I contend that what comes next is a network architecture in which:

  1. Data control and management is distributed, each participant (node) in the network is an equal and is there voluntarily. This is the equivalent to ‘Server-Server’ in technical terms. Individuals will most likely be represented in this by data intermediaries and fiduciary AI agents.
  2. The network is governed by a network agreement/ trust framework that sets outs its governance model and rules of participation.
  3. There will be many networks; so we actually build a network of networks; with appropriate ‘crossing points’ through which data transitions from one network to another.

I’ve visualised this transition below.

From Data Silos to Data Flows and Pipelines to Data Networks

So what does that mean for Smart Data (as defined in the UK Government Smart Data Programme)? Actually, I think that becomes really simple given the above context. In The United Kingdom we should build The UK Smart Data Network (UKSDN).

  • Innovative? Absolutely
  • Difficult, not particularly if one accepts the necessary architectural requirements and finds a way to deliver on them

I think there is a good precedent. The CAIS network, hosted by Experian has been around for decades. The innovation behind it was ‘if we (retail financial services) share data safely and securely amongst ourselves then we can build capabilities that are greater than the sum of the parts. Sounds familiar…

Imagine we could do something similar, but with individuals as empowered nodes in the network. A network in which individuals are their own data controllers; ably supported by their AI agents to do the routine tasks and learn. The relationships in that mode become much more worthy of trust; and many improvements derive from that. That would be a lot easier than wrestling seven industry sectors into separate schemes, all of which revolve around humans/ individuals anyway.

So what do we need to do to build the UK Smart Data Network? I think that is:

  1. Instantiate the project, ideally with the backing and buy-in from the UK Gov folks in the Department of Science Innovation and Technology who are leading the charge on smart data from the government and engaging industry perspectives.
  2. Technology. There will be many choices around databases and user interfaces (wallets, AI agents, personal data intermediaries). But I would contend the core plumbing could be the JLINC protocol for two-way permissioned, inter-operable data exchange between cryptographically secure nodes/ agents on the network - with machine readable data sharing contracts and an audit log. If there is an alternate data exchange protocol out there that can improve on the above then let me know as it will be a hell of a capability and we should deploy it fast. My point is, JLINC is not a future capability; it is a here and now one built for massive scale.
  3. Governance. The trust frameworks/ network agreements will need to be proposed and agreed (as they were with Open Banking, and we can learn a lot from that).
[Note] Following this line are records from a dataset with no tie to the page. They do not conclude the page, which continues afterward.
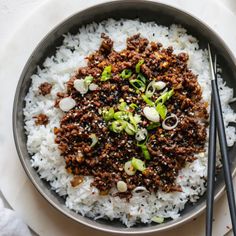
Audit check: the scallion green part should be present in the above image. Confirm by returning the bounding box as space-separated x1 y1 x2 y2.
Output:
125 122 137 135
113 111 128 120
120 69 132 79
101 66 111 81
131 157 146 172
129 79 146 92
118 102 127 111
102 107 115 121
142 94 155 107
110 120 126 133
156 103 167 120
84 75 93 86
135 59 144 73
129 103 138 110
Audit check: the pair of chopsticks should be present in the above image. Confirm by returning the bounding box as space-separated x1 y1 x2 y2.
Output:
206 45 236 236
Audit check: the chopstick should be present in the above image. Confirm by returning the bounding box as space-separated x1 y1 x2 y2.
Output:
207 45 236 235
206 57 216 236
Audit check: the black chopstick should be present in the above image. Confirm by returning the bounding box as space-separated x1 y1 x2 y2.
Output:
207 45 236 235
206 57 216 236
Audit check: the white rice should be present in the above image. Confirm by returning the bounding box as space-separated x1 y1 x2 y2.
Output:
24 19 236 227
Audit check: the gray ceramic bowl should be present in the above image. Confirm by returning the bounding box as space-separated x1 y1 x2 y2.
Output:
13 0 236 234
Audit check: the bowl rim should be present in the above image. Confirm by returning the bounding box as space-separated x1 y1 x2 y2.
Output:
12 0 236 234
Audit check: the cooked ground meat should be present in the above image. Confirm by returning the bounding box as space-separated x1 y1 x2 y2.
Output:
33 113 49 126
39 82 52 96
54 34 208 199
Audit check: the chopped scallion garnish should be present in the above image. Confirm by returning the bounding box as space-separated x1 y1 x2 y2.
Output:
113 111 128 120
118 102 127 111
156 103 167 120
101 66 111 81
110 120 126 133
102 107 115 121
129 79 146 92
142 94 155 106
135 59 144 73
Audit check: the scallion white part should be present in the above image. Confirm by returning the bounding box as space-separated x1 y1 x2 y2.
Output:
59 97 76 112
143 107 160 122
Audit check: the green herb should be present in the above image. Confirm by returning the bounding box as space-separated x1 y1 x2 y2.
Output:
84 75 93 86
125 122 137 135
131 157 146 172
135 59 144 73
137 73 147 84
120 69 132 79
155 89 174 104
118 102 127 111
142 94 155 107
102 107 115 121
129 112 138 129
147 122 160 130
101 66 111 81
129 79 146 92
110 120 126 133
113 111 128 120
156 103 167 120
129 103 138 110
151 216 164 224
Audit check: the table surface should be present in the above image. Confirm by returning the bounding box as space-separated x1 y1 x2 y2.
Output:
0 0 236 235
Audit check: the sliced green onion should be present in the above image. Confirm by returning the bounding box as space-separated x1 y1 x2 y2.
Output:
156 103 167 120
89 134 98 147
131 157 146 172
84 75 93 86
129 79 146 92
141 145 151 160
134 114 141 124
142 94 155 106
155 89 174 104
102 107 115 121
110 120 126 133
135 59 144 73
125 122 137 135
145 81 156 98
124 161 136 176
118 102 127 111
137 73 147 84
113 111 128 120
147 122 160 130
120 69 132 79
151 216 164 224
101 66 111 81
129 112 138 131
138 144 151 160
129 103 138 110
This is probably not as hard as it may seem; the work being done in IEEE7012 (aka ‘MyTerms’) will publish soon and deliver a range of data sharing contracts/ privacy policies written from the individual perspective. These are coming from the ‘data should flow - appropriately’ perspective; not about lock-down; so a good start point for what amounts to an opt-in data exchange network.
  4. Sandbox. There is a lot of change implied in the above; so people, organisations and regulators will need to ‘play’ safely to build knowledge on the proposed model and prototype. We already have the JLINC Sandbox; so happy to offer that into the mix. Others could be spun up as needs be.
  5. Membership and Adoption. Finally once the above is in place then we’d need to drive/ facilitate adoption. This is where the UK.Gov work on Smart Data would be very helpful; driving adoption and data mobility across seven main B2C sectors for starters.

What about those individuals and organisations that don’t want to join such a network you may ask? That’s a perfectly valid choice on a case by case basis just as was the case for adoption of online banking, or smartphones. The process of adoption will take many years, beginning with the early adopters and eventually getting to the laggards who just love that client-server control and can cope with running on low grade data.